The following day, the patient's acute renal failure, hyperbilirubinemia, anemia and thrombocytopenia worsened. Serologic test results for acute hepatitis A, B and C infections were negative. A peripheral smear showed no schistocytes. Levels of C3, C4, antinuclear antibodies, anti-dsDNA, antineutrophil cytoplasmic antibodies, and anti-glomerular basement membrane antibodies were within normal limits. Renal ultrasonography results were normal. Computed tomography of the abdomen showed pancolitis, cholelithiasis and nephromegaly.
On the third day, the patient had worsening oxygenation with slight hemoptysis and developed new inferior bilateral infiltrates. Physical examination revealed the development of fine crackles at the bases of his lungs. Arterial blood gas on 2 L of oxygen revealed a pH of 7.45, PCO2 (partial pressure of carbon dioxide) of 28, PO2 (partial pressure of oxygen) of 55, oxygen saturation of 90% and bicarbonate of 19.5. The antibiotic regimen was broadened to IV cefepime, and vancomycin was continued.

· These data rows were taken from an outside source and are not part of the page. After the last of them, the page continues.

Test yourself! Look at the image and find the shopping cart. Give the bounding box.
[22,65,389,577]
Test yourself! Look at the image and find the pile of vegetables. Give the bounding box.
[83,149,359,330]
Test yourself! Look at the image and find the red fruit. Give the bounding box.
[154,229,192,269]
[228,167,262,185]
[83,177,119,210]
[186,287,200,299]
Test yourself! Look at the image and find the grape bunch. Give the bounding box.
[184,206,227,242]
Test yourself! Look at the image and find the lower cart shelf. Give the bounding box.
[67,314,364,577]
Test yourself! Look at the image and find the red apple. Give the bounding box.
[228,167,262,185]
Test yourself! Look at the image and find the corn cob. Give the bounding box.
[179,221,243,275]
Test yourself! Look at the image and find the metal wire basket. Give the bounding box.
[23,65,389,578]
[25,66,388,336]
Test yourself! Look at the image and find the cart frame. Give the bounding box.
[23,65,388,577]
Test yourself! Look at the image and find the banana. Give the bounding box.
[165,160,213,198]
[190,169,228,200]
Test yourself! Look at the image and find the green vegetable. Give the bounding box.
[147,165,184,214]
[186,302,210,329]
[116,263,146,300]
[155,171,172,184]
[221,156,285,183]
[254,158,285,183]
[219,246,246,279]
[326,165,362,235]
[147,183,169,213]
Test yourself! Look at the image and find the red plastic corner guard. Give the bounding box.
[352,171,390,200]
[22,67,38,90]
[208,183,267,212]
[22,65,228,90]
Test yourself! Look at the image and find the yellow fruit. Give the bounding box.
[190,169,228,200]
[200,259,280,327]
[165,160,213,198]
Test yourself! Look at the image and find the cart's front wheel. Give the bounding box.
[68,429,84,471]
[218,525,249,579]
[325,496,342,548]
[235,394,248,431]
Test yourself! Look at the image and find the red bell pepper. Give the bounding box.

The right upper quadrant sonogram showed thickening of the gallbladder wall. Urine legionella antigen and serum HIV antibody results were negative. Initial blood cultures and sputum culture results were negative. The patient's acute renal failure, hyperbilirubinemia, anemia and thrombocytopenia continued to deteriorate. The patient was started on 125 mg of methylprednisone every six hours for five days and desmopressin for suspicion of alveolar hemorrhage in the presence of renal failure.
On the fourth hospital day, a nasopharyngeal swab for influenza A was conducted, and results were positive. All antibiotics were stopped, and the patient received one dose of oseltamivir. The patient's clinical status and renal failure started to improve, but the cholestatic picture was worsening, with a total bilirubin of 64.7 mg/dL, direct bilirubin of 44.8 mg/dL, AST of 87 U/L and ALT of 121 U/L.
On the fifth day, the patient developed a maculopapular, nonpruritic rash on the face, torso, abdomen and upper extremities involving the palms. Biopsy was done and showed lichenoid dermatitis (drug reaction). Serum leptospira antibodies were sent to the NYC Board of Health for specialized testing. While the patient was taking corticosteroids, the hyperbilirubinemia, thrombocytopenia, hemoptysis and renal failure resolved over the next few days. The final laboratory study results were notable for a creatinine of 0.8 mg/dL, total bilirubin of 1.8 mg/dL and platelets of 165 cells/mm. There was a near complete resolution of the chest radiography findings. Furthermore, the rash and the patient's calf pain gradually improved, and the patient was subsequently discharged.
Two weeks later, the NYC Board of Health reported the antibodies for leptospira as positive. A microagglutination test (MAT) confirmed the serovar Leptospira icterohaemorrhagiae, with the titers 1:6400. The patient was recalled for insertion of an indwelling catheter for a 14-day course of IV ceftriaxone after which he improved. Retrospectively, after having been asked about any epidemiologic factors that placed him at risk for contracting leptospirosis, the patient admitted to having been in contact with rat urine with his bare hands at a construction site in NYC.